[clug] ARS: Ubuntu 9.10 boot optimizations: 5 second startup with an SSD
Paul Wayper
paulway at mabula.net
Thu Oct 1 07:58:35 MDT 2009
On 23/09/09 19:38, Carlo Hamalainen wrote:
> On Wed, Sep 23, 2009 at 11:28 AM, Sam Couter<sam at couter.id.au> wrote:
>> steve jenkin<sjenkin at canb.auug.org.au> wrote:
>> That's pretty fast, but... A couple of minutes a few times a year waiting
>> for a computer to boot really isn't all that important. Making my Windows
>> machine at work boot that fast would be far more useful.
>
> Here's some ranting on boot times:
> http://linuxhaters.blogspot.com/2009/03/das-boot.html
The amusing thing about occasionally reading the Linux Haters blog is that
they so often completely miss the point in their zeal to trash anything that
Linux is doing. I'm sure that the rumours of the Linux kernel being "bloated"
and "full of regressions" (which are Linus's words at the recent Linux
Plumbers Conference round-table) are eagerly being misreported too.

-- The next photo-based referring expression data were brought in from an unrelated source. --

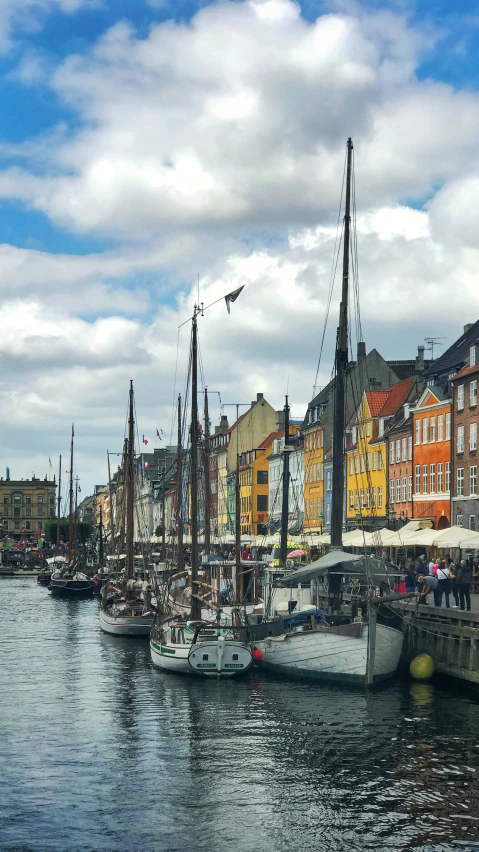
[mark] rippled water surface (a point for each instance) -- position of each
(99, 751)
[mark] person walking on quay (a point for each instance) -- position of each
(464, 581)
(427, 584)
(452, 579)
(443, 586)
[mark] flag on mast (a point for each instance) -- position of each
(231, 297)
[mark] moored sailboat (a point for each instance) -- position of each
(126, 609)
(348, 644)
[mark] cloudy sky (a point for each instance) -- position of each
(145, 141)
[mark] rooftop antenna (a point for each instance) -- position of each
(433, 341)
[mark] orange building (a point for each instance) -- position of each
(432, 458)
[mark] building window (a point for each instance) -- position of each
(473, 436)
(473, 393)
(473, 480)
(440, 427)
(425, 429)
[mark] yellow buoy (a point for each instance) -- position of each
(422, 667)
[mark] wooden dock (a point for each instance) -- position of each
(450, 636)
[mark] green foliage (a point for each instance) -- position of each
(50, 530)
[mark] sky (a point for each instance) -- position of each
(144, 143)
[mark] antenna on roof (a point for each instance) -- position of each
(433, 341)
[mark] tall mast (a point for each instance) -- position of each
(112, 523)
(130, 489)
(59, 505)
(179, 490)
(100, 553)
(206, 468)
(341, 364)
(163, 530)
(285, 502)
(70, 513)
(195, 603)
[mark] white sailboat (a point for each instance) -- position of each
(196, 646)
(126, 609)
(356, 647)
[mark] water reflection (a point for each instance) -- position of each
(103, 752)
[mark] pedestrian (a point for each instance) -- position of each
(464, 581)
(443, 586)
(427, 584)
(452, 580)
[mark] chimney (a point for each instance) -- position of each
(419, 363)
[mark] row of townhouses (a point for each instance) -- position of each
(411, 450)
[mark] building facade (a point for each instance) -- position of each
(465, 419)
(25, 506)
(432, 457)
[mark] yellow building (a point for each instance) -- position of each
(313, 473)
(254, 487)
(366, 454)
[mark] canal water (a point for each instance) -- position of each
(99, 751)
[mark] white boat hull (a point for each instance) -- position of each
(327, 656)
(135, 625)
(171, 658)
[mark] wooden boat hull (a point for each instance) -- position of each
(327, 656)
(136, 625)
(71, 588)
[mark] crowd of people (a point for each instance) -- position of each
(444, 578)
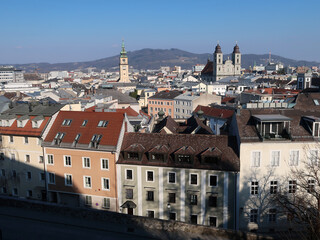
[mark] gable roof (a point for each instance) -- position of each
(183, 144)
(110, 133)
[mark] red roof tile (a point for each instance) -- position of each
(110, 133)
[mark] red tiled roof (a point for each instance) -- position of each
(215, 112)
(27, 130)
(110, 133)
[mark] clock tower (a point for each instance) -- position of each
(123, 65)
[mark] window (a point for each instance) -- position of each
(50, 159)
(193, 199)
(68, 179)
(29, 193)
(255, 159)
(311, 185)
(67, 161)
(292, 186)
(213, 180)
(105, 184)
(88, 200)
(294, 158)
(103, 123)
(275, 158)
(150, 195)
(193, 179)
(150, 214)
(254, 188)
(129, 193)
(86, 162)
(272, 214)
(172, 177)
(149, 176)
(213, 200)
(66, 122)
(52, 179)
(213, 221)
(104, 164)
(194, 219)
(129, 175)
(273, 187)
(87, 181)
(172, 216)
(172, 198)
(313, 157)
(254, 215)
(106, 203)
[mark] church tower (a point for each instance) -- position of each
(123, 66)
(217, 63)
(236, 59)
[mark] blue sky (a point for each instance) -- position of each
(78, 30)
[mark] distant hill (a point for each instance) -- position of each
(155, 58)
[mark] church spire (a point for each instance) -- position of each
(123, 52)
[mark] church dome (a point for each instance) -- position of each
(218, 49)
(236, 49)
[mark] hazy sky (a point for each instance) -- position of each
(82, 30)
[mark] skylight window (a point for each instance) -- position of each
(66, 122)
(103, 123)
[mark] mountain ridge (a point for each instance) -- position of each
(149, 58)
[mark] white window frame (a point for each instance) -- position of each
(275, 160)
(65, 160)
(50, 157)
(84, 182)
(101, 160)
(153, 177)
(213, 175)
(197, 179)
(129, 169)
(294, 161)
(65, 179)
(102, 184)
(175, 178)
(83, 162)
(255, 162)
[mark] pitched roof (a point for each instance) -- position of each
(27, 130)
(184, 143)
(110, 133)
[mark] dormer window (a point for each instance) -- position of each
(103, 123)
(95, 140)
(58, 138)
(273, 126)
(66, 122)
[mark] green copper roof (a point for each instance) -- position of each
(123, 52)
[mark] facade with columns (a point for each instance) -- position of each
(229, 67)
(124, 66)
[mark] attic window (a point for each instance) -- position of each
(95, 140)
(103, 123)
(66, 122)
(58, 138)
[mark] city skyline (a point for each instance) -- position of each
(76, 31)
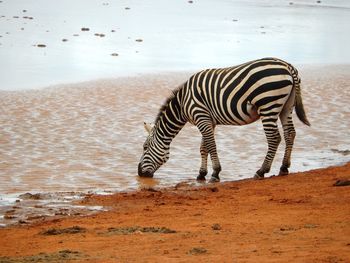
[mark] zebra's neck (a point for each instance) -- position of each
(170, 119)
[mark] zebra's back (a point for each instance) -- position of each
(241, 94)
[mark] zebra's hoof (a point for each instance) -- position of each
(214, 179)
(283, 171)
(258, 177)
(201, 177)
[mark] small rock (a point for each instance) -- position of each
(100, 35)
(216, 227)
(197, 250)
(342, 183)
(214, 189)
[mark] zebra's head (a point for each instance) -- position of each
(155, 153)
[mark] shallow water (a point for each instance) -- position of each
(88, 137)
(172, 36)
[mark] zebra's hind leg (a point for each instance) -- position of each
(203, 170)
(289, 135)
(206, 128)
(273, 140)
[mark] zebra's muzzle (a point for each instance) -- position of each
(144, 173)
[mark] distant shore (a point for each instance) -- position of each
(297, 218)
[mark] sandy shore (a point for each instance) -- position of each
(302, 217)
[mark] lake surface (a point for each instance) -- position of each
(157, 36)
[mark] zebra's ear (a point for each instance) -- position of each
(148, 127)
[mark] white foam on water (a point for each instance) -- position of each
(175, 36)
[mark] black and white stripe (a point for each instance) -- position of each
(265, 89)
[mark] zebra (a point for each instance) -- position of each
(265, 89)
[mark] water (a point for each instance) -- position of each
(67, 140)
(176, 35)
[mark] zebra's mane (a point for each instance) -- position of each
(166, 103)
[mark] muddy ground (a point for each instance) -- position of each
(302, 217)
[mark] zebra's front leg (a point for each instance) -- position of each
(203, 170)
(273, 140)
(208, 141)
(289, 135)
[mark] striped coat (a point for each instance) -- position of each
(266, 89)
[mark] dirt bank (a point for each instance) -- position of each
(302, 217)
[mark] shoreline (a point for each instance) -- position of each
(297, 217)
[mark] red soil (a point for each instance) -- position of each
(297, 218)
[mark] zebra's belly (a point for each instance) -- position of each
(252, 114)
(229, 118)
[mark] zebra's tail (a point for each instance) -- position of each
(299, 107)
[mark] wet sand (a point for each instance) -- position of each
(302, 217)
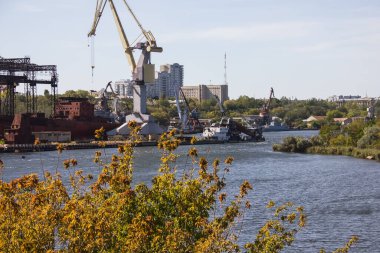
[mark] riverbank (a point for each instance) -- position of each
(313, 146)
(23, 148)
(370, 154)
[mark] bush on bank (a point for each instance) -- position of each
(361, 140)
(188, 213)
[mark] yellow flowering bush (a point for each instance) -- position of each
(110, 213)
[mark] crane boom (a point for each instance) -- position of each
(123, 38)
(142, 71)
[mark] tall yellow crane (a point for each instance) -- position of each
(143, 71)
(264, 112)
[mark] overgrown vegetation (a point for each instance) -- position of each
(112, 213)
(359, 139)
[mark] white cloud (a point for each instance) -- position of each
(247, 33)
(28, 8)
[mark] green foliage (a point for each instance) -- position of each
(293, 144)
(334, 114)
(370, 138)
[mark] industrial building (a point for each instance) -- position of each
(124, 88)
(361, 101)
(203, 92)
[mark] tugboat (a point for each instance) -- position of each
(230, 130)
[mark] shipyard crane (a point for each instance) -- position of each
(264, 112)
(142, 71)
(189, 119)
(221, 107)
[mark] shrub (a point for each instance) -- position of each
(189, 213)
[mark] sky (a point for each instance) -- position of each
(302, 48)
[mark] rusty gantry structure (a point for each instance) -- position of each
(15, 71)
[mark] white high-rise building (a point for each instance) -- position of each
(124, 88)
(169, 78)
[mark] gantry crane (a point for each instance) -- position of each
(143, 71)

There are still a lot of people who shut down every night and start up every
morning. My partner is one, using Windows 2000, which can take upwards of two
minutes every time. And there are plenty of stories of people opening up
their bag to find their Mac has been gently roasting itself by not correctly
suspending and sitting, powered up and closed, in their backpack.

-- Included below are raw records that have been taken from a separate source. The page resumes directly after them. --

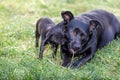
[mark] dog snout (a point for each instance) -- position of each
(76, 47)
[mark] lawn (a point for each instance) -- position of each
(19, 57)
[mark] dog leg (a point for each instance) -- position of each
(54, 50)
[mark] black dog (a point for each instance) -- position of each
(87, 33)
(51, 34)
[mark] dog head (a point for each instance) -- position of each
(78, 31)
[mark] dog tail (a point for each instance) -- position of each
(37, 35)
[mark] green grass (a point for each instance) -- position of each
(19, 57)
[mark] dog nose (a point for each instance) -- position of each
(76, 47)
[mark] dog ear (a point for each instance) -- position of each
(76, 31)
(67, 16)
(94, 25)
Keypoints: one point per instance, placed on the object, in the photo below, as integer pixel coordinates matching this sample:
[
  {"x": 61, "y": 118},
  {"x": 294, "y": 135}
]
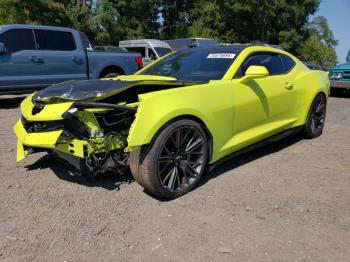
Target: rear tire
[
  {"x": 316, "y": 117},
  {"x": 173, "y": 163}
]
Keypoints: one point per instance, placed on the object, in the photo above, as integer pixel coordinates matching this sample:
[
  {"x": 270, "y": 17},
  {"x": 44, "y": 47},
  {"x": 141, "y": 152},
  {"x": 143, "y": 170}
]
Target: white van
[{"x": 150, "y": 49}]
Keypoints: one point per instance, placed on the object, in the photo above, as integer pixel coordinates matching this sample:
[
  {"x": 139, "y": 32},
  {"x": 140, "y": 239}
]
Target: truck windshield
[
  {"x": 194, "y": 65},
  {"x": 86, "y": 42},
  {"x": 162, "y": 51}
]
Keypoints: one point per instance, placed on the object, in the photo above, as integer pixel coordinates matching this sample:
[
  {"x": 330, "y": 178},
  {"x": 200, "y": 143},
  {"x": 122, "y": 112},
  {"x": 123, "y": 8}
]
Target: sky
[{"x": 337, "y": 13}]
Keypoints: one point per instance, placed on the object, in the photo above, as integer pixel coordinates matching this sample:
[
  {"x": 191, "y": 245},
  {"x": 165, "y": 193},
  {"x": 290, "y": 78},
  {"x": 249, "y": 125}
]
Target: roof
[
  {"x": 151, "y": 42},
  {"x": 229, "y": 49},
  {"x": 27, "y": 26}
]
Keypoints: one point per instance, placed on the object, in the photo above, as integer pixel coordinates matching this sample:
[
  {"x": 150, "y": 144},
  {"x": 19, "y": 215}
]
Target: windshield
[
  {"x": 86, "y": 42},
  {"x": 79, "y": 89},
  {"x": 162, "y": 51},
  {"x": 194, "y": 65}
]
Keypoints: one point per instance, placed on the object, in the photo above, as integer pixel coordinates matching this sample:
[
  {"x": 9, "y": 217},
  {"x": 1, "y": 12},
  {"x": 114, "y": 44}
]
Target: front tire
[
  {"x": 173, "y": 163},
  {"x": 316, "y": 117}
]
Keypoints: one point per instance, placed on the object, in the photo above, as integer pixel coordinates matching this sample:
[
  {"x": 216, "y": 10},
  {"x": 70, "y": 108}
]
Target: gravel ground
[{"x": 289, "y": 201}]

There are still people leaving their computers on at night (a big problem at
almost every place I've worked) because they can't be bothered with the wait
(however long it is) to get the machine booted in the morning. At a place I
worked recently they were seriously going to spend several thousand dollars on
power boards that would sit on every desk and allow people to turn their
machine physically off at the wall (rather than reach under the desk and plug)
so they could virtuously save power rather than have the machine's power
supply chewing up a watt or so. Why? Because it was too difficult to get the
Windows sysadmins to enable the "stand by" option in Windows XP. (Note that
this didn't fix the problem of people not turning their machines off, it only
added a tiny improvement - and an extra procedure - to those virtuous people
that did).
So there are plenty of people who would benefit from faster boot times. And,
chances are, those improvements are going to flow through into faster
everything. Upstart is the big leader in this field - its whole purpose is to
parallelise the process of changing states (e.g. power off to booted up,
booted up to suspend to RAM, etc). Getting that working improves people's
suspend to RAM times down as well as improving the boot time. If you can get
the boot to happen faster by reading everything it needs before it's needed,
then you can do the same with applications.
I don't bother to reply to the Linux Haters blog, though, because the whole
thing is basically a big troll. E might have a point occasionally, but that's
irrelevant to the issue of hating "Linux" (whatever that is).